The complex signaling in the kinome provides a unique insight into breast cancer, which is heterogeneous with many disease states or subtypes. The kinome has been implicated in many cancers and is highly targeted by inhibitor therapies because of its importance in cell proliferation and differentiation. High-throughput data sets using proteomics help characterize the kinome and allow quantification of the baseline and perturbed states of the kinome. These high-throughput experimental methods allow for quantification of kinases that are not well-studied, or are understudied. In this thesis, I employ machine-learning techniques to distinguish between breast cancer subtypes using a functional proteomics data set and to demonstrate that the state of the kinome looks different in proteomic and sequencing data sets. Characterized, as well as understudied, kinases are identified as important features in stratifying unperturbed breast cancer subtypes. In addition, both understudied and characterized kinases respond dynamically across breast cancer subtypes in response to kinase inhibitor therapy treatment. Further, I developed computational methodologies to characterize the architecture of the kinome network and an optimization method for choosing effective combination therapies for cancer treatment.

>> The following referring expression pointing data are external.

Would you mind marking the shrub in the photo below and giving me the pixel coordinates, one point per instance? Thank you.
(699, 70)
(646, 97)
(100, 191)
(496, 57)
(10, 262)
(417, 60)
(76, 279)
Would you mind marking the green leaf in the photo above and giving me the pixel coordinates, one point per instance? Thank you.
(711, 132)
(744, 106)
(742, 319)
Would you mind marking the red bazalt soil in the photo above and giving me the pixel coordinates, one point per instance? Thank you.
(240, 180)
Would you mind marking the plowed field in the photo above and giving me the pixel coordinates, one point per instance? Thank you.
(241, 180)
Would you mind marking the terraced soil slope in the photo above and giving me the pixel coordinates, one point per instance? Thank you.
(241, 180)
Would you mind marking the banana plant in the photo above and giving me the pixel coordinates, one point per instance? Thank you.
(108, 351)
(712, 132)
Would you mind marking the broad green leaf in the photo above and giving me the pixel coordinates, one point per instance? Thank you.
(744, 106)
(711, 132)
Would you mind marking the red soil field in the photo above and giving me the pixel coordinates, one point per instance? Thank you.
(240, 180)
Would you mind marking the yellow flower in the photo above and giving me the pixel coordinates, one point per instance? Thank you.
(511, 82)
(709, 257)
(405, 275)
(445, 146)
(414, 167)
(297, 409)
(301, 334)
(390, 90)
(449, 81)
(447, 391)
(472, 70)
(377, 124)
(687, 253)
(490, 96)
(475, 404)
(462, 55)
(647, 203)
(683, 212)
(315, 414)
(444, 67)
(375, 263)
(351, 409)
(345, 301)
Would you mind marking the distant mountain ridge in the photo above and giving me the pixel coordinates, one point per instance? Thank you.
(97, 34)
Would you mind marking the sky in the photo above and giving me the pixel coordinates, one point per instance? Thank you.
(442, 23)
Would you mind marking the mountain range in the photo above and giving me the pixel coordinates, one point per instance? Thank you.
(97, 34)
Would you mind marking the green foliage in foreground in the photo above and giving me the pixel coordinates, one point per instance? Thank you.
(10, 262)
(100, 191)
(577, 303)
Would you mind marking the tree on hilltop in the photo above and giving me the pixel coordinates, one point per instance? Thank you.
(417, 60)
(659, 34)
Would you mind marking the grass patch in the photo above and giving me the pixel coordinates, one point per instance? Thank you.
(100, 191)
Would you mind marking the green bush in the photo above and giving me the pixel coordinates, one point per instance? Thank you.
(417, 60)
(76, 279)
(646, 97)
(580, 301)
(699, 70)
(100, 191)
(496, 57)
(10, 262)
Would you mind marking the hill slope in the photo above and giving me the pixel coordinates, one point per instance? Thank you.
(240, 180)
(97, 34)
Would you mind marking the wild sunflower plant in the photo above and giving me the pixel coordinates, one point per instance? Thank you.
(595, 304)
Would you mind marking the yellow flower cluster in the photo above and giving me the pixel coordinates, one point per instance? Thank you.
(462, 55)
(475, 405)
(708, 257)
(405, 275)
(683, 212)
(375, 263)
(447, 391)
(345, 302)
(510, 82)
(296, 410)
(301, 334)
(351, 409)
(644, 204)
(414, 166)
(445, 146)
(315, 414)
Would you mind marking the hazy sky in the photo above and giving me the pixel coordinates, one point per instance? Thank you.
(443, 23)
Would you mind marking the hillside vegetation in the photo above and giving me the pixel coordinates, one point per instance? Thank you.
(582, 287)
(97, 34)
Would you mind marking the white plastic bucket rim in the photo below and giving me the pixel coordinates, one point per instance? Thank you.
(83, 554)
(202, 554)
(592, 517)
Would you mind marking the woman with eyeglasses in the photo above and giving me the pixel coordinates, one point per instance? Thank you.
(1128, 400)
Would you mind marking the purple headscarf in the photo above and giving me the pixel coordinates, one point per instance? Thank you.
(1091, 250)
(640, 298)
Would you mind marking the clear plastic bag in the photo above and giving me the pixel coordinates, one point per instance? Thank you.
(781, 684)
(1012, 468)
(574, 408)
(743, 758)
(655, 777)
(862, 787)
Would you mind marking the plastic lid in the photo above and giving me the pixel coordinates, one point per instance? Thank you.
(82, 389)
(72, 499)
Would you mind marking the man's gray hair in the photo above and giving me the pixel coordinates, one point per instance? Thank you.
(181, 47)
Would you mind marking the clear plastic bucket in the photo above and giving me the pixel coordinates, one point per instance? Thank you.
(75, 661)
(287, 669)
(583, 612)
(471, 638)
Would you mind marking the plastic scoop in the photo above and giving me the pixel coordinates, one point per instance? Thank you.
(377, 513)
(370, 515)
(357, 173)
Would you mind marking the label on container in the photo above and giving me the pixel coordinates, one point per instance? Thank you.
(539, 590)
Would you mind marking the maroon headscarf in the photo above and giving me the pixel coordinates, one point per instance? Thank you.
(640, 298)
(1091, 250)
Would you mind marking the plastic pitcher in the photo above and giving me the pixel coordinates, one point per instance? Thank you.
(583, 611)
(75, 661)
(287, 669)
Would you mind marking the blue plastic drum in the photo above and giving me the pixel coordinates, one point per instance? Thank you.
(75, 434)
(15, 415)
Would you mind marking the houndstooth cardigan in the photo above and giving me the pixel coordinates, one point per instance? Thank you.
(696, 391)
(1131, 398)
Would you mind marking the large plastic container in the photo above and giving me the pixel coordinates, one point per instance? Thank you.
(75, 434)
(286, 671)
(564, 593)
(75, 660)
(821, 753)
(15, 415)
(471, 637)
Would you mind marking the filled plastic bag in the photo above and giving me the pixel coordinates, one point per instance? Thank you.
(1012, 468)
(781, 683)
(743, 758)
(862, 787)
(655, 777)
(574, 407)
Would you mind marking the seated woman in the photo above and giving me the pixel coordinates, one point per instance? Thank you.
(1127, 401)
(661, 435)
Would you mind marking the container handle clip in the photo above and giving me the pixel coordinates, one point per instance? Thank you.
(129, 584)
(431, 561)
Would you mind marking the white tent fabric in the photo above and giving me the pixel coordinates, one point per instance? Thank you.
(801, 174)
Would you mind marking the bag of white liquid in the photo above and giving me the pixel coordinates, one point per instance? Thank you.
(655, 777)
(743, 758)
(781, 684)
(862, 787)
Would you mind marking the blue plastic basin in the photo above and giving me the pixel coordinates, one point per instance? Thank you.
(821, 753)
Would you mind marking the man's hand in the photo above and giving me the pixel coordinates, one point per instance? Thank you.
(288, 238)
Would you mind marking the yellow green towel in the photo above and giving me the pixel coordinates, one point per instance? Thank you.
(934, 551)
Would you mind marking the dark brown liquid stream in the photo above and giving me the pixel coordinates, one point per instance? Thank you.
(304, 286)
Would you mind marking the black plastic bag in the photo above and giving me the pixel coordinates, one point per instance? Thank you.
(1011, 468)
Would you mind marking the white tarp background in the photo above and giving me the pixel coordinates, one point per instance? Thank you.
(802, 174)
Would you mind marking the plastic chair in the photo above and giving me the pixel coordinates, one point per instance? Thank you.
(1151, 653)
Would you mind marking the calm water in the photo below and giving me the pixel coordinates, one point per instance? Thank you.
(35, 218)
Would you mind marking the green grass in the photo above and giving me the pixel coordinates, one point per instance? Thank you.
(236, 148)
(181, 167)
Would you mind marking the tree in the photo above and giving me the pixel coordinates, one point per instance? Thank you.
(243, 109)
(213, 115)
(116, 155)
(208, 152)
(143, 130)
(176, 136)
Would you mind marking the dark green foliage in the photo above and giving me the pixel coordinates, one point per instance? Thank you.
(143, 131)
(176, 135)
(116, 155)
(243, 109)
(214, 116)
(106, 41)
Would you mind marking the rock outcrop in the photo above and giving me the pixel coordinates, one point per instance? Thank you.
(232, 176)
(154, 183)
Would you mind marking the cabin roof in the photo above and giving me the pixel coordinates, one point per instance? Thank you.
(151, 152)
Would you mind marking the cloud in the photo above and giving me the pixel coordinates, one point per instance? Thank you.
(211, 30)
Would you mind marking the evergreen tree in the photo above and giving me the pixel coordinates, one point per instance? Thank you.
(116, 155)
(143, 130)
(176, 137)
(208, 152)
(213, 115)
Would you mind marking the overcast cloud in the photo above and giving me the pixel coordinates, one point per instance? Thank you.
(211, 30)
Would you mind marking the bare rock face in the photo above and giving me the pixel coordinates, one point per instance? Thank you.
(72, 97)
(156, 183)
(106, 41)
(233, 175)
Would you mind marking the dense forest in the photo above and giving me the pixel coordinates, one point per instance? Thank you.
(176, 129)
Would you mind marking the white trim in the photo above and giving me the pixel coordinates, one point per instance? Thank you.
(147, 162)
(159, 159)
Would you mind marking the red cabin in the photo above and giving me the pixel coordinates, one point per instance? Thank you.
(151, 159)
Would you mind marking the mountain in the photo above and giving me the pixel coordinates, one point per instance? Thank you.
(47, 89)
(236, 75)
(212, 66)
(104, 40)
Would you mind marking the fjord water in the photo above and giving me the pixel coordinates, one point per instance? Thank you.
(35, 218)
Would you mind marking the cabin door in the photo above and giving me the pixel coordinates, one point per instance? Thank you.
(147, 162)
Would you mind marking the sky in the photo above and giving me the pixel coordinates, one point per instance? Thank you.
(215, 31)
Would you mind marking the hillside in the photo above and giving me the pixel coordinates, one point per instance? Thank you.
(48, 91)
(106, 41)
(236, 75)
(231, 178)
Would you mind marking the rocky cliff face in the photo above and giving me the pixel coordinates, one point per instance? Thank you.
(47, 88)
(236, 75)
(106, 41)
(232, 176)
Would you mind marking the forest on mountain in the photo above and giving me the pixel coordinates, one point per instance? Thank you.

Public protein-protein interaction databases are compiled to create the comprehensive kinome network, consisting of only kinase to kinase interactions. The comprehensive kinome network is clustered to identify functional modules, or subnetworks, and some of these subnetworks are significantly enrichment for understudied and targeted kinases. In addition, the optimization proposed here provides a computational framework for choosing effective sets of inhibitors to use concurrently, i.e. combination therapies.